Now if we run our second query filtering on UserName LIKE 'B%' again and then check the plan cache, we'll notice the stub is replaced with an actual compiled plan:

image-2

The downside to plan stubs is that they add some cpu load  to our server: each query gets compiled twice before it gets reused from cache.  However, since plan stubs reduce the size of our plan cache, this allows more reusable queries to be cached for longer periods of time.

Great! All my cache problems will be solved

Not necessarily.

If your workload truly involves lots of ad hoc queries (like many analysts all working on different problems or dynamic SQL that's generating completely different statements on every execution), enabling Optimize for Ad hoc Workloads may be your best option (Kimberly Tripp also has a great alternative: clearing single use plans automatically on a schedule).

However, often times single-use query plans have a more nefarious origin: unparameterized queries. In this case, enabling Optimize for Ad hoc Workloads may not negatively impact your server, but it certainly won't help.

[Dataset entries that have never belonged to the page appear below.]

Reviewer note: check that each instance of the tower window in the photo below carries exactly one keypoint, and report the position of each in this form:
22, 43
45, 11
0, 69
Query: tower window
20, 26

Why? Because those original queries will still be getting generated.

Brent Ozar has a good overview of why this happens, but the short answer is to force parameterization on your queries. When you enable force parameterization, SQL Server will ~~not~~ automatically parameterize your queries if they aren't already, reducing the number of one off query plans in your cache.

Whether you are dealing with too many single use queries on your server or some other problem, just remember to find the root cause of the problem instead of just treating the symptoms.